Un convoi funéraire attaqué par les colons

Qusra est entourée de colonies israéliennes, explique le maire Hani Odeh, 68 ans, en traçant sur une carte de la région une virgule allant du nord-est au sud-ouest de la ville. La sociologie de ces colonies, coloriées en bleu, n’a pas de secret pour cet ancien soldat, comme pour la plupart des habitants du village. « Migdalim est là depuis 1981 ; ils venaient ici pour prendre de l’essence, faire des courses. On cohabitait. Mais les nouvelles colonies sont différentes. Ils plantent des nouvelles tentes tous les mois », continue Hani Odeh. Il conduit sans ceinture mais d’une main sûre le pick-up municipal défoncé à la lisière du village. Les maisons sont abandonnées, une salle des fêtes condamnée. Il ne reste que le squelette d’un grand poulailler. « Les colons l’ont brûlé. 20 000 poulets sont morts », explique le maire.

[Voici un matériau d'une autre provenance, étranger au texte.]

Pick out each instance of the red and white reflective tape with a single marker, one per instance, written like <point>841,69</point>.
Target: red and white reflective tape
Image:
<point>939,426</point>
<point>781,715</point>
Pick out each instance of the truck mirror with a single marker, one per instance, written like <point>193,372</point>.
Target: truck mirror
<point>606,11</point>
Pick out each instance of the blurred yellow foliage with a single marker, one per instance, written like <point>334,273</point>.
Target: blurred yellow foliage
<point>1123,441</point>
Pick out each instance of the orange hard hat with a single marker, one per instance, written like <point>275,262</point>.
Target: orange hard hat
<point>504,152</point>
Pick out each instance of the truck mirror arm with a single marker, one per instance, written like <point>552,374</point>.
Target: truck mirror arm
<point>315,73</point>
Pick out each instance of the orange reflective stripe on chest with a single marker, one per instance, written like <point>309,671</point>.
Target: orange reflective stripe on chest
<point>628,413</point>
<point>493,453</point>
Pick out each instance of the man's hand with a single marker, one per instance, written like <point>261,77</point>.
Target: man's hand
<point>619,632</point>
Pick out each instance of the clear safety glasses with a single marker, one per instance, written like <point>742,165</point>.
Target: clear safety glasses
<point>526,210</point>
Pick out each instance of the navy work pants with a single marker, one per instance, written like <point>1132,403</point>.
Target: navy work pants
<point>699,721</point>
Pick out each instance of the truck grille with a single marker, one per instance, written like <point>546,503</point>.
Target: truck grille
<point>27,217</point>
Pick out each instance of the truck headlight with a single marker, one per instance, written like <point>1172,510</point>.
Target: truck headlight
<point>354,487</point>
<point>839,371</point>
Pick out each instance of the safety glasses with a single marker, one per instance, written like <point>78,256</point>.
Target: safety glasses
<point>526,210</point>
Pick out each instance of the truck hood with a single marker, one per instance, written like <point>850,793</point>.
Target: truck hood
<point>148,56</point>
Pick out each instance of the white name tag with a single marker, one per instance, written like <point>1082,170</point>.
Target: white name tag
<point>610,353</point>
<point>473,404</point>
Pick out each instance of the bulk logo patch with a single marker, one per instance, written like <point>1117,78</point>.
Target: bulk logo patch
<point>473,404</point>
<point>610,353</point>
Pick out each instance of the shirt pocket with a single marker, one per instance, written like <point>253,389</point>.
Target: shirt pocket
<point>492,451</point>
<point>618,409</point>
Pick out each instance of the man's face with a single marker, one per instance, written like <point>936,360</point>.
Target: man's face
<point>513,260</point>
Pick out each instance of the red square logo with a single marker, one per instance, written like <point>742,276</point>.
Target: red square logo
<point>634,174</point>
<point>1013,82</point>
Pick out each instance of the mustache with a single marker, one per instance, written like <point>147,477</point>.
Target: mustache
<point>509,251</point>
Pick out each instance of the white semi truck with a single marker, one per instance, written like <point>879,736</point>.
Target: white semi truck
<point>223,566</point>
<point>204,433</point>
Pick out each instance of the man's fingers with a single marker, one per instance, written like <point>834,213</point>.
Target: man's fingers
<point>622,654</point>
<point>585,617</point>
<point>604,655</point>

Au Proche-Orient, on enterre vite les morts. Mais pour ramener les corps du centre médical de Salfit, à quelques kilomètres à l’ouest, le lendemain, il fallait passer devant des colonies. Hani Odeh a contacté les autorités palestiniennes et israéliennes pour s’assurer de la sécurité du convoi funéraire, une quinzaine de voitures, qui allait suivre l’ambulance. Le tracé serait sécurisé, ont assuré les soldats. Vers 10 heures, le convoi s’est ébranlé. 30 minutes plus tôt, dans les colonies environnantes, les téléphones se sont mis à vibrer. « Le commandant de la région ne comprend pas que nous sommes en guerre ! Il a autorisé une procession funéraire de terroristes sur une route principale de Samarie », dit le texto, appelant le plus de monde possible à sortir. Une centaine de personnes ont répondu à l’appel. L’armée a tenté de dévier le convoi, mais en vain. Il a fini par être attaqué.

« Mon père conduisait, mon frère était dans le siège passager et moi à l’arrière », raconte Yasser Wadi, 14 ans. « Des colons ont arrêté le convoi, mon père et mon frère sont sortis pour leur dire de partir. D’autres personnes ont fait de même. Ils ont tiré. Et puis une autre voiture de colons est arrivée, ils ont aussi commencé à tirer. Mon frère a pris trois balles, et mon père une. La voiture aussi », dit l’ado d’une voix absente en tortillant le pendentif tout neuf qui porte la photo d’Ibrahim, 62 ans, et Ahmed, 24 ans. Leurs corps ont été préparés immédiatement. Ils ont finalement été enterrés en même temps que les quatre morts de la veille.